The Balance of the Certification Requirements
Given his finding that Claim One and the claims for a declaration and injunction disclosed a cause of action, Weatherill J. considered the remaining certification requirements under ss.4(1)(b)-(e) of the CPA. Ultimately, the Court held that the Plaintiff's claims that disclosed a cause of action failed to satisfy the requirement under s.4(1)(b) that there be an identifiable class and the requirement under s.4(1)(d) that the class proceeding be the preferable procedure for the fair and efficient resolution of the common issues.
Weatherill J. concluded that the identification of the class in this case was not amendable to a class proceeding on the basis that the identification of the class could not be resolved objectively. It was held that the class definition resulted in an "inherently and inescapably individualistic exercise." While counsel for the Plaintiff submitted that the subjective enquiry could be made at a later time, His Lordship plainly disagreed.

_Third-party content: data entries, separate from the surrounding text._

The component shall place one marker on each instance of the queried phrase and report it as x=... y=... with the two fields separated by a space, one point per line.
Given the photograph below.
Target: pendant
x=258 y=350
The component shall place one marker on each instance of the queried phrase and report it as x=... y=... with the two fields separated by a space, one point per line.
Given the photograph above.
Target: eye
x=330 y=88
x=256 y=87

The Plaintiff's claims for a declaration or an injunction under s. 172(1) of the BPCPA were held not to warrant certification because both a declaration and injunction would be binding upon the Defendants regardless of whether or not the proceeding was a class action. It was held the three principal goals of class proceedings, namely judicial economy, behaviour modification and access to justice were not served and that continuing the claim as an uncertified proceeding would provide full and effective redress for the claims that did disclose a cause of action.
In the result, the Court held that the action was not appropriate for certification and dismissed the Plaintiff's application for certification.